En Italie, dans le cadre d’un bail-in mis en œuvre en novembre 2015 qui n’avait pourtant pas atteint les obligations seniors, de nombreux petits épargnants ont été touchés et l’un d’eux s’est même suicidé. Pensez-vous que le bail-in va être accepté par les opinions publiques ?
Ces petits épargnants italiens n’avaient pas conscience des risques pris au travers de leurs placements. L’Italie présente une situation particulière : beaucoup d’obligations subordonnées ont été vendues par des banques à des particuliers comme produits d’épargne. Heureusement, ces ventes n’ont pour l’essentiel plus lieu, mais il reste un stock important de dette subordonnée, ce qui fait du bail-in un sujet politiquement très sensible.

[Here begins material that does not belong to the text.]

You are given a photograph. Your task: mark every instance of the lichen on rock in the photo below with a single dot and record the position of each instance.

Un bail-in touchant les obligations seniors est-il envisageable en Italie ?
Le bail-in de novembre 2015 pouvait épargner les porteurs d’obligations seniors, car la clause correspondante de BRRD imposant des pertes sur celles-ci n’est entrée en vigueur que le 1er janvier 2016. Aujourd’hui, si un cas identique se présentait, le renflouement interne toucherait les dettes seniors, ce qui pourrait avoir des effets dévastateurs car nombre de ménages italiens en détiennent, là encore à la suite d’efforts de placement par les banques de leur propre dette à leurs clients particuliers. Le scénario d’un bail-in des dettes seniors n’est pas à exclure, car il y a probablement encore des banques malades en Italie. Il existe donc une grande appréhension au sein de la classe politique de ce pays face au bail-in.

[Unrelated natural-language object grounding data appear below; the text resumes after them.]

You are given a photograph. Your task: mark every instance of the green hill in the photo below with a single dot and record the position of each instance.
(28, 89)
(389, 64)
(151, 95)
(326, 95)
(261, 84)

Le gouverneur de la Banque d’Italie n’a-t-il pas exprimé son hostilité face au bail-in ?
En effet, il demande un délai pour la mise en œuvre de cette procédure. Ces déclarations déroutent les investisseurs, qui ne savent pas à quoi s’en tenir. Elles sont également étonnantes dans la mesure où l’Italie a voté BRRD, qui a d’ailleurs été adoptée à l’unanimité en 2014.
Tant que l’information des petits épargnants n’est pas correcte, en d’autres termes, tant que MIF n’est pas respectée, n’est-il pas prématuré d’appliquer le bail-in ?

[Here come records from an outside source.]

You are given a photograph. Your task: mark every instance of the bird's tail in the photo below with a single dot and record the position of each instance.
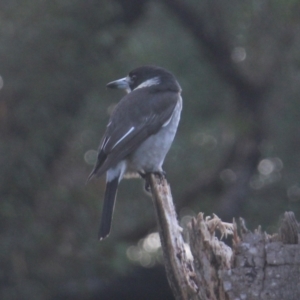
(108, 207)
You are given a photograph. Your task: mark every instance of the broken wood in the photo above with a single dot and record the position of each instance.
(257, 266)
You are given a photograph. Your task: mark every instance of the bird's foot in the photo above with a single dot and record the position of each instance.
(146, 176)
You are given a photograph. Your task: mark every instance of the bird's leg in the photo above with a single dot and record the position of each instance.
(146, 176)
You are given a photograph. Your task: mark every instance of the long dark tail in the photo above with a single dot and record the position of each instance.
(108, 208)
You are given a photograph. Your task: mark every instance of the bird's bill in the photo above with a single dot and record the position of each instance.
(122, 83)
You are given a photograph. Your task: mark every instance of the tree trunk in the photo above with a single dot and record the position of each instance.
(257, 266)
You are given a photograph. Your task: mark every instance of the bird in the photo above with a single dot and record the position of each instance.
(139, 132)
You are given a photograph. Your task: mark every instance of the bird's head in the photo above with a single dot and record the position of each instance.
(147, 76)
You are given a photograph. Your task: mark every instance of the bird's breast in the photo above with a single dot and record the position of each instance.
(150, 155)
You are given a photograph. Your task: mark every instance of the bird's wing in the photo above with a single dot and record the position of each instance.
(134, 119)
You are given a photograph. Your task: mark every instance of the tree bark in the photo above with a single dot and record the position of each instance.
(257, 266)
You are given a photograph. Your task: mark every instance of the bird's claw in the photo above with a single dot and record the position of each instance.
(146, 176)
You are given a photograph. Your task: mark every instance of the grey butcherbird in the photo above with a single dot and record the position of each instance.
(139, 133)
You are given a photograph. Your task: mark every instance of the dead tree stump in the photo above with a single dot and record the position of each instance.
(257, 266)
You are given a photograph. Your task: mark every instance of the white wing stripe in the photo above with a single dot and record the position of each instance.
(123, 137)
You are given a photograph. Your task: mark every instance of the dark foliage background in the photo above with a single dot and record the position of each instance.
(236, 152)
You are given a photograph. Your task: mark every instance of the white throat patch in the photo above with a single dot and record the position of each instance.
(149, 82)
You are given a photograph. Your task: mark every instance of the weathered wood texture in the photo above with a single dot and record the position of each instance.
(258, 266)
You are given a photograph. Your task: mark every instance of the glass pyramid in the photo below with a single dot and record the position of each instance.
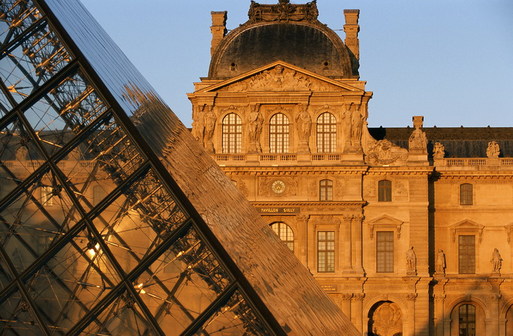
(112, 220)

Les manquements passés au respect de MIF, s’ils sont avérés, sont regrettables et doivent être corrigés, mais ils ne retirent rien à la force juridique du bail-in qui doit donc s’appliquer même en cas d’infraction à MIF. En revanche, les gouvernements peuvent aider certains ménages qui ont pâti des mauvaises pratiques commerciales des banques, notamment les plus démunis. C'est ce que vient de faire l'Italie et ce qu'a fait l'Espagne en 2012.
N’est-il pas excessif d’inclure les dépôts dans la procédure de bail-in ?
Il est assez peu probable que les dépôts des particuliers soient atteints par un bail-in dans un avenir proche. BRRD permet d'exclure certains passifs du bail-in, pour éviter des conséquences systémiques. Aux États-Unis, la garantie qui est de 250 000 dollars a été déplafonnée au moment de la panique d’octobre 2008. Ainsi, les déposants américains n’ont rien perdu lors de la crise financière.
Ne fallait-il pas attendre que les caisses du Fonds de résolution unique soient davantage remplies et que les ratios MREL et TLAC soient opérationnels pour mettre en œuvre le bail-in ?
Nous sommes dans une période de transition qui est nécessairement douloureuse. Mais ce n’est pas un argument pour repousser indéfiniment l’échéance du bail-in. Celui-ci est préférable au bail-out, car il préserve l’argent des contribuables et surtout contribue à rompre le lien entre les banques et leurs souverains. N’oublions pas que ce lien a joué un rôle moteur dans la crise de la zone euro, le soutien aux banques pouvant rendre exsangues les finances publiques de certains pays (comme l’Irlande).
Pour rompre ce lien, le bail-in est incontournable, mais il ne sera pas forcément toujours nécessaire d’utiliser cette procédure dans son intégralité, en fonction des circonstances des crises bancaires futures.
Avez-vous une critique à émettre à l’égard du bail-in ?
La façon dont le bail-in sera mis en œuvre est rendue plus incertaine que nécessaire en raison de l’implication discrétionnaire des États (via les autorités nationales de résolution) dans le processus de prise de décision en matière de résolution. La frontière entre ce qui relève, d’une part, des autorités nationales et, d’autre part, du Conseil de résolution unique est très floue.
Autre objection : les droits des faillites sont différents dans les différents États membres, alors que la résolution prévue dans BRRD est définie comme une alternative préférable, pour tous les ayants droit, à une faillite judiciaire. Les uns après les autres, les États réforment leur législation sur les faillites bancaires, mais sans cohérence entre eux. Ce paramètre apporte lui aussi de l’incertitude sur la façon dont sera mis en œuvre le bail-in.